Sexuality features so prominently in Black Country in part because of its potential for transgressive energy. I’m sure ‘Sow’ is anthology-bound with its “farmyardy sweet” female narrator, rejecting external definitions (“I’ve stopped denying meself”), accepting her true nature as a “guzzler, gilt. / Trollopy an’ canting”. This is a real tour de force of dialect, imaginative transformation and downright feminist self-realisation that “the sow I am / was squailin an’ biting to gerrout”, even daring the reader to “Root yer tongue beneath / me frock an’ gulp the brute stench of the sty”. Berry’s power of imaginative transformation is so powerful that the book creates mythic figures at will: the sow girl, the Black Country pegasus, the patron saint of school girls, Carmella the hairdresser, the Black Delph bride, the last lady ratcatcher. ‘Fishwife’ presents another of these figures like something from a quasi-pornographic Grimm’s tales. Attending a 17 year old girl’s wedding, she brings the gift of oysters, erotic energy, transgressive flirtation, power and ultimately pleasure:

                                            I slipped
from my bare skin
alive oh alive         all tail           all fin
how the tide tossed
until alive ohhh alive
the waves flung my shining body        upon the rock

She kisses the bride with “her tongue a plump trout” and other poems also resist categories to the extent of a sensation of gender-bending, or more accurately gender neutrality. I’ve already mentioned the girl who becomes a boy. ‘Trucker’s Mate’ reads like a homosexual “romance” and ‘In the Steam Room’ positively drips with sexuality – but of an explicitly “sexless” kind in which “any body / might give you pleasure”. ‘The Silver Birch’ achieves the extraordinary feat of evoking “sex [. . .] before sex” (eroticism before gender), “when I was neither girl or boy [. . .] a sheaf / of unwritten-upon paper”.

With so much dissolution of the normative, Berry dallies with the surreal and there can be dangers if the work does not also bear a weight of darkness.
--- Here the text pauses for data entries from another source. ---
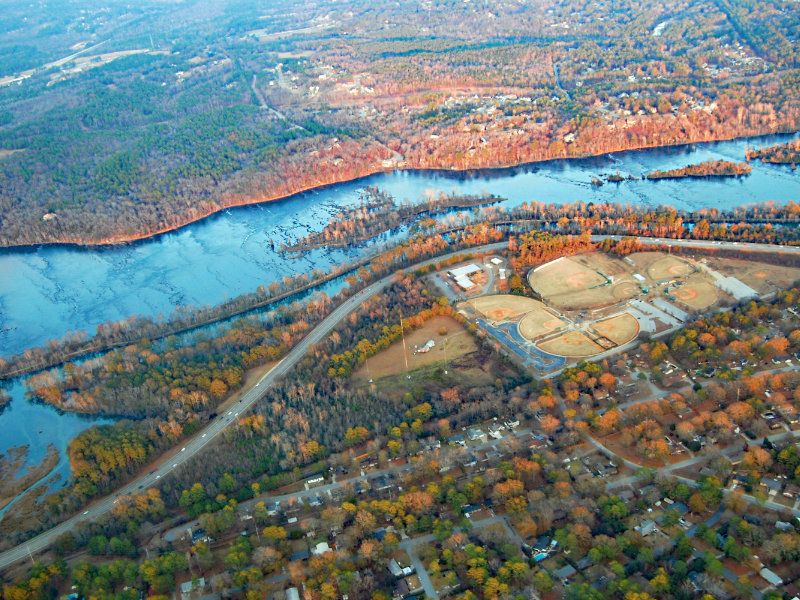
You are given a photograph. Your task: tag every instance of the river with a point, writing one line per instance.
(47, 291)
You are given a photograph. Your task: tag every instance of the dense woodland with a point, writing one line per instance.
(378, 213)
(216, 104)
(788, 153)
(537, 491)
(709, 168)
(753, 223)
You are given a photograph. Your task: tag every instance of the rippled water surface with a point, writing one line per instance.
(46, 292)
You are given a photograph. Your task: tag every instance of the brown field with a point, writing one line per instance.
(574, 343)
(504, 306)
(566, 284)
(762, 277)
(660, 267)
(566, 276)
(391, 361)
(539, 322)
(620, 329)
(696, 293)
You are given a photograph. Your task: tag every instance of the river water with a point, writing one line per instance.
(46, 292)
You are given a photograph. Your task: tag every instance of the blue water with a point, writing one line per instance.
(46, 292)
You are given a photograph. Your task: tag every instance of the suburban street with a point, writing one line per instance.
(179, 456)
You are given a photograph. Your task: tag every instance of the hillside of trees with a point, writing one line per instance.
(119, 123)
(709, 168)
(788, 153)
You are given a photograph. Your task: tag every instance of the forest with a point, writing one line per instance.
(752, 223)
(788, 153)
(118, 124)
(709, 168)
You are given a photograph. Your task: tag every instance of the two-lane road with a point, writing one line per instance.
(175, 458)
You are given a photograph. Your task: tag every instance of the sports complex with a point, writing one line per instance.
(594, 303)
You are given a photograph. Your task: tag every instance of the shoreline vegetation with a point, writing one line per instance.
(780, 154)
(708, 168)
(378, 213)
(744, 224)
(285, 189)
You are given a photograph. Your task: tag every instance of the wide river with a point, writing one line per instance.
(47, 291)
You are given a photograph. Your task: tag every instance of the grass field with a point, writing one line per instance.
(504, 306)
(457, 343)
(539, 322)
(762, 277)
(566, 275)
(576, 283)
(696, 293)
(658, 266)
(620, 329)
(574, 343)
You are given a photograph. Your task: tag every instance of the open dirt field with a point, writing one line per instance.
(574, 343)
(504, 306)
(697, 293)
(567, 275)
(389, 362)
(566, 284)
(539, 322)
(762, 277)
(620, 329)
(659, 266)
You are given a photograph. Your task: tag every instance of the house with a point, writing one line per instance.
(471, 461)
(784, 526)
(773, 485)
(564, 573)
(542, 544)
(426, 348)
(476, 435)
(200, 535)
(414, 584)
(399, 571)
(626, 496)
(401, 590)
(646, 528)
(321, 548)
(471, 508)
(187, 587)
(302, 555)
(771, 577)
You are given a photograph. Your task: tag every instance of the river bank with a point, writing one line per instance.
(234, 202)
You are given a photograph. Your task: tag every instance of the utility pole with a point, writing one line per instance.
(405, 352)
A poet like Tomaz Salamun writes in the tradition of Rimbaud’s systematic disorganisation of the senses, but combines, as Ed Hirsch suggests, “exuberant whimsy and fierce rebellion” to resist too easy a relationship with the pressures of the real. Happily, Black Country encompasses some richly productive tensions between the real and imagined, home and away, past and future, conformity and rebellion, sex and death. The latter rises to the surface through the middle of the book in poems like ‘The Bone Orchard Wench’, ‘Echo’ and the murder ballad ‘The Black Delph Bride’, acknowledging that the traffic between real and imagined contains plenty of irresolvable grit, impossible to wish away in any facile manner.
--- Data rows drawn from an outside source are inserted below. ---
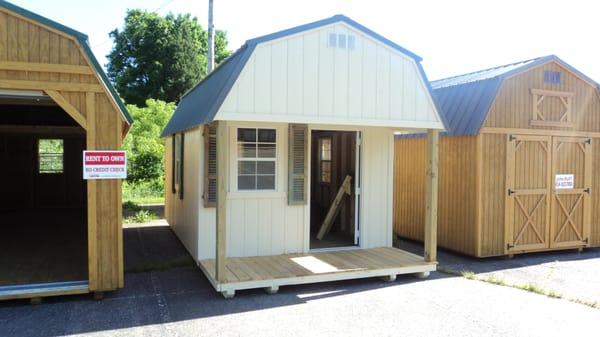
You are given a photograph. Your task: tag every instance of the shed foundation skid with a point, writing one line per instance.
(271, 272)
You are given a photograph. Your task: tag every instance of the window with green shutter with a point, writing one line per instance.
(210, 165)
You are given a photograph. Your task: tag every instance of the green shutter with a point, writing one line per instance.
(210, 165)
(181, 165)
(173, 165)
(297, 164)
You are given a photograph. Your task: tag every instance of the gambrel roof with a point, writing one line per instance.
(83, 42)
(465, 100)
(201, 104)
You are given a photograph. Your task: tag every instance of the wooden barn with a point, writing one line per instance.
(60, 234)
(279, 163)
(519, 164)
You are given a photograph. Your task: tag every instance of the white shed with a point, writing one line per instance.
(280, 162)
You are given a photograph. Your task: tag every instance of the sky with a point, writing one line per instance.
(453, 37)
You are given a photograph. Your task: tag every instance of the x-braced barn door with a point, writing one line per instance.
(528, 186)
(572, 172)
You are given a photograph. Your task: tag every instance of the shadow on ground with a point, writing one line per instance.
(162, 285)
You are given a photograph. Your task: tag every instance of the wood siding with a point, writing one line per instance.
(36, 57)
(493, 191)
(457, 196)
(302, 79)
(514, 104)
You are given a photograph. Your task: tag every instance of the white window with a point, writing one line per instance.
(51, 156)
(256, 159)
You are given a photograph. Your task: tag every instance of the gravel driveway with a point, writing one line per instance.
(180, 302)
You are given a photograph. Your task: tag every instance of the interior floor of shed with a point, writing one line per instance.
(332, 240)
(42, 246)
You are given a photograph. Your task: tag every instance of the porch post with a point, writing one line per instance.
(431, 196)
(222, 182)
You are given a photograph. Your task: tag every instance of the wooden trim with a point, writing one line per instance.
(38, 129)
(478, 193)
(431, 196)
(222, 183)
(553, 93)
(90, 101)
(552, 124)
(45, 67)
(69, 109)
(45, 85)
(561, 133)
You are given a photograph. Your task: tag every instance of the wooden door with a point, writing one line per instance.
(571, 212)
(528, 179)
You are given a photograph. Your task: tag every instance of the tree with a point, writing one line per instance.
(160, 57)
(145, 149)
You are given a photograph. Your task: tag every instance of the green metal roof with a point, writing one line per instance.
(83, 40)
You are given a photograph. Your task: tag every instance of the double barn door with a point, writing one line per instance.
(548, 183)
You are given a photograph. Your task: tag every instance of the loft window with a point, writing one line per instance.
(51, 156)
(332, 42)
(325, 160)
(256, 159)
(341, 41)
(552, 77)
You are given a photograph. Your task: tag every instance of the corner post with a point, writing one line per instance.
(222, 183)
(431, 195)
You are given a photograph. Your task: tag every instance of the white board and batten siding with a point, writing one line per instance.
(261, 223)
(303, 79)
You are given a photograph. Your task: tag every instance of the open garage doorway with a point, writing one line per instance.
(333, 200)
(43, 199)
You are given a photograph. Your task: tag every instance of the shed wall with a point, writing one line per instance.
(513, 105)
(301, 78)
(44, 59)
(457, 196)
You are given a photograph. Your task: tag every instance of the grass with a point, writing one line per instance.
(142, 216)
(530, 287)
(143, 193)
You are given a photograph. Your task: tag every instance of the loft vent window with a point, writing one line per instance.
(325, 160)
(51, 156)
(552, 77)
(257, 157)
(342, 41)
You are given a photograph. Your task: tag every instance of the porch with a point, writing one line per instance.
(271, 272)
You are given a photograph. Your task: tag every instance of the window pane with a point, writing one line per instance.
(325, 171)
(266, 167)
(266, 182)
(246, 182)
(50, 155)
(325, 149)
(266, 150)
(266, 135)
(247, 150)
(246, 167)
(246, 135)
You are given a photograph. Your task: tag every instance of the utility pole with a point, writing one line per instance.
(211, 39)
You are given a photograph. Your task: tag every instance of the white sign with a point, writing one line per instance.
(564, 181)
(104, 165)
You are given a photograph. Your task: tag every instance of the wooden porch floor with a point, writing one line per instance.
(270, 272)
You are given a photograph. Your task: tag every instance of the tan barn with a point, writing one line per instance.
(519, 165)
(60, 234)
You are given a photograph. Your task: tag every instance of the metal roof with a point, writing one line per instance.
(83, 41)
(200, 104)
(465, 100)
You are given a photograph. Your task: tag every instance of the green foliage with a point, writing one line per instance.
(143, 192)
(160, 57)
(145, 149)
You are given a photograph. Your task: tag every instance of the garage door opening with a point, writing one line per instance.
(43, 204)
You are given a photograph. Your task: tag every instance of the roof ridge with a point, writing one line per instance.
(491, 68)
The collection concludes in more plainly autobiographical terms with the approach of the birth of a child and perhaps there is less imaginative pressure here, a risk of sentiment, “waiting [. . .] for the little creature that grew inside me”. Nevertheless, in reviewing first collections it’s traditional to look forward to achievements to come but this is inappropriate with Black Country simply because there is so much confidence, focus, shapeliness, already achieved uniqueness. Rather, this is a poet whose work presently demands our admiration. Oh yes . . . and what about those half dozen or so poems of real worth? I’d suggest ‘Bird’, ‘Bostin Fittle’, ‘Black Country’, ‘Tipton-On-Cut’, ‘The Silver Birch’, ‘Sow’, ‘Fishwife’. You’ll hear more of these in years to come.